生沼義朗


田口綾子/ほんたうにアホだしいいやつだと思ふ「寄り寝」一語に大喜びで

田口綾子『かざぐるま』(短歌研究社・2018年)


 

田口綾子の第一歌集『かざぐるま』は、古文講師としての歌が多い。

 

 

せんせい、と呼ばるるときにわがうちの恩師いつせいにわれを見る
せんせーには女子力がないと言ふやつを目で黙らせる女子力のなさ
意思と意志どう違ふかと上履きのかかと潰して質問に来る
非常勤講師(せんせい)に進級はなくさんぐわつの余白あたりをもぞもぞとをり
それはいい質問ですが脚注を見ないおまへにカノジョがゐない
空欄(しろ)に×(あか)、あはれむやみにあかるくて授業内容をわれはうたがふ

 

 

非常勤という立場の不安定さや、人相手だからこそ思うようにいかない仕事を通した内省が作品の味わいになっていて読ませる力がある。職場詠はどの歌を引いてもいい。

 

掲出歌も、男子生徒の生態がまざまざと浮かんでくる。「寄り寝(よりぬ)」は文字通り、「寄り添って寝る。ともに寝る」の意味である。若い女性の教師からちょっと色っぽい言葉が出て来ただけで、教室は大騒ぎになってしまった。中学か高校かははっきりしないが、歌の意味内容からすると中学生という気がする。

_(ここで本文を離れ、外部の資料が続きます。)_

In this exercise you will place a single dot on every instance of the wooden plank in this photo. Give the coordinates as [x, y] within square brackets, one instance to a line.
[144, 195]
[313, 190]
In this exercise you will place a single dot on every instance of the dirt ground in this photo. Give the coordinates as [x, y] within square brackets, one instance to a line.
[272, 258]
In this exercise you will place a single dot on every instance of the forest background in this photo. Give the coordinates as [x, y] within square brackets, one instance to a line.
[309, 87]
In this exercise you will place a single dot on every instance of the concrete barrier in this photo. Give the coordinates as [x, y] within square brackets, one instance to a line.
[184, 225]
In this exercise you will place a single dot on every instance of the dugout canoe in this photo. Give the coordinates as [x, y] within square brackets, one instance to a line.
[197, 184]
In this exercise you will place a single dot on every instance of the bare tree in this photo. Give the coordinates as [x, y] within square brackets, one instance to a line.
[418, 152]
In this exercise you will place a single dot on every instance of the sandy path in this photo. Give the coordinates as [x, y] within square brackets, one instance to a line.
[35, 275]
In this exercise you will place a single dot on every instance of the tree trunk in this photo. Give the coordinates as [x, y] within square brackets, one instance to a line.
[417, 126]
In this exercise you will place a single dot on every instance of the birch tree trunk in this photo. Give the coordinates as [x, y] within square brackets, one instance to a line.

また、他の歌などから察するに男子校なのではないかとも思う。この場に女子生徒がいれば、もう少し抑止が効きそうな感じもするのだが、その気配がない。想像だが、ひとりの男子生徒が騒ぎ出してしまい、あっという間に教室中に伝播してしまったのではないか。その様子を教壇から眺めながら、アホなんだけど無邪気でいい奴でどこか憎めない。だけど悪意がないだけかえってタチが悪いし、先生の側からすれば腹立たしいことにはかわりがない。そのあたりの処置なしといった諦めや、ほとほと呆れ疲れている感じがよく伝わってくる。

 

「思ふ」で三句切れにしているのも渋い技で、下句を語り出すまでに一瞬の息継ぎがあり、そこに軽いため息が混じる。さらに上句と下句を倒置にすることで作中主体の心理的屈折がまざまざと滲み出ている。特に「ほんたうに」に実感がこもっていて、ここから一首を詠い起こすあたりもツボを心得ている。自分も中学高校と男子校だったからよく分かるが、男子生徒の騒々しさや、生徒の未熟さや頭の悪い感じがよく出ている。なにより、いきいきと人物が描かれている歌は、どの歌も面白い。

 

田口は短歌で人物を描くのが上手い。歌集の掉尾に置かれた「闇鍋記」一連も、人物(特に服部真里子)がよく描けている。この描写力は田口の歌人としての強みであることは間違いない。

 

『かざぐるま』は他にもいい歌は多く、田口の歌の魅力は職場詠に限らないのだが、以下は次回とさせていただく。